Together with a rapid development of computer hardware, sophisticated, efficient numerical algorithms allow simulation computations of complex physical phenomena. Methods, such as Finite Volume, Multigrid Finite Element schemes, Sparse Grid, Wavelet approaches, and Particle Methods or Gridless Discretizations all carry their own, tailored data structures, which reflect the decomposition of the function spaces as well as the decomposition in physical space.
Multiresolutional visualization on numerical data is described as an indispensable ingredient of real time interactive post processing. The typically enormous data bases are locally resolved on different levels of detail to achieve a significant saving of CPU and rendering time.

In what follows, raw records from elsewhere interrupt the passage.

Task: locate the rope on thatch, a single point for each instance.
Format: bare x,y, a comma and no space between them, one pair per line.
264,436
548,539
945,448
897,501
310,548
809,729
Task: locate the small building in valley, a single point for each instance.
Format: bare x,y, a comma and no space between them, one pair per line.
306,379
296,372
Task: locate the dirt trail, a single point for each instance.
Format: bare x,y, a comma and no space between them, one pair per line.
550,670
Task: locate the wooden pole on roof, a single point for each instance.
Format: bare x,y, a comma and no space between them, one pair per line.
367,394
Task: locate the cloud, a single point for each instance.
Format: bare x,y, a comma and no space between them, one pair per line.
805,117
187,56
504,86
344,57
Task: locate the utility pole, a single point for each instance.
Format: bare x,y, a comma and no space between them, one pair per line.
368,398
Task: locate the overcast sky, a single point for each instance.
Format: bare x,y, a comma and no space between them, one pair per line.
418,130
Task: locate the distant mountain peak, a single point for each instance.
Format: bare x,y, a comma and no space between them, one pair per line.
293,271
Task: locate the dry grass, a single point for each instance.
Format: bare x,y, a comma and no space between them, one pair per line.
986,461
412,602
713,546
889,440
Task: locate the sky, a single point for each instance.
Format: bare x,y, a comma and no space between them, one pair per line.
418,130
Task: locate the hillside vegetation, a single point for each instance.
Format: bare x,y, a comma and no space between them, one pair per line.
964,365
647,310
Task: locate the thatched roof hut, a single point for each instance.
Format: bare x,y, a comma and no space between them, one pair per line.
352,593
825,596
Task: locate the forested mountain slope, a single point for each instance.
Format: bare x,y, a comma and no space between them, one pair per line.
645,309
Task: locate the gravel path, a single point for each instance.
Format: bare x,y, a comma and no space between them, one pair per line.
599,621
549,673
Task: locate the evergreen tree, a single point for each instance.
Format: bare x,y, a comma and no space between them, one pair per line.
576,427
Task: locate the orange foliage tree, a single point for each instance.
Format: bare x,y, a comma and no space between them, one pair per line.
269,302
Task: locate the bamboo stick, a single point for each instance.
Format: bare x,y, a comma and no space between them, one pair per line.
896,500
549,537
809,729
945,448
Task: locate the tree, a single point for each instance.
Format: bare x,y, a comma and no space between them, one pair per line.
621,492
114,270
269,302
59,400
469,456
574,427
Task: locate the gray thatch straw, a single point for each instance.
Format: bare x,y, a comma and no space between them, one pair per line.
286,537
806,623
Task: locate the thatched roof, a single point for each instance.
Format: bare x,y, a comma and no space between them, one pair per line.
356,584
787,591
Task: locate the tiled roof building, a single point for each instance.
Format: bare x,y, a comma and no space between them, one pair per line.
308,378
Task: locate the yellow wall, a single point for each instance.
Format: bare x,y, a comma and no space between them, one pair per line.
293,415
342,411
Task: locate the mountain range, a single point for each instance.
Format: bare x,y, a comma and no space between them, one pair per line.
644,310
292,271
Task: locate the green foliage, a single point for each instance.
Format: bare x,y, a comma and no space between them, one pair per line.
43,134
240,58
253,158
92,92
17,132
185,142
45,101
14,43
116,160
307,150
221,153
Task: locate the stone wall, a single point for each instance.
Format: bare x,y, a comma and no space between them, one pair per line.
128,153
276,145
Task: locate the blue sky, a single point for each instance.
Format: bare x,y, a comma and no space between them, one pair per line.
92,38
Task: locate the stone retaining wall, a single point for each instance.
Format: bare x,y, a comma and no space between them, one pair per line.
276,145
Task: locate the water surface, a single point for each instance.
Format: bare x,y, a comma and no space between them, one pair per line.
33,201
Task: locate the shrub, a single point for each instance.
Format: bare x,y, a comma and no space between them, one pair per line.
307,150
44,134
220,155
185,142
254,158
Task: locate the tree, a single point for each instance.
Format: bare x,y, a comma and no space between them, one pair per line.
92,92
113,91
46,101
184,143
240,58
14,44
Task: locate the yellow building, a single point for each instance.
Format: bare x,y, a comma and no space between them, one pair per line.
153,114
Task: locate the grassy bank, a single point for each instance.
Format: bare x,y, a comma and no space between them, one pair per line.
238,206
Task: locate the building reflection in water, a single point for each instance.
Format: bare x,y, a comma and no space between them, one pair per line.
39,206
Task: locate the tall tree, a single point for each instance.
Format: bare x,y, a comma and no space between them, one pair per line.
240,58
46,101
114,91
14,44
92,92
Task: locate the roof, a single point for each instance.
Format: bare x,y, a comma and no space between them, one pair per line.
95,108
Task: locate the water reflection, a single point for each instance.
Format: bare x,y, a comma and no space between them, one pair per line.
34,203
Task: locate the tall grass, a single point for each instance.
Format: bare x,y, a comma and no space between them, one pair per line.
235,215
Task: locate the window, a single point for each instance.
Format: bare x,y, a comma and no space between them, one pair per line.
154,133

For efficient data analysis and graphical post processing the method of spatial, hierarchical subdivision combined with the recovery of the local function spaces is presented. To manage a variety of different numerical data a general procedural interface to arbitrary large numerical data sets is presented. This leads to a visualization beyond prescribed data formats. Discrete numerical solution data is directly addressed in the user's data structures. Furthermore the procedural interface supports a flexible method of local error measurement, again encapsulated in certain user supplied functions. The software conception, its data classes and methods are described and the setup of the corresponding procedural user interfaces is discussed in detail.
Examples from various numerical methods and different data bases underline the applicability of the proposed concept.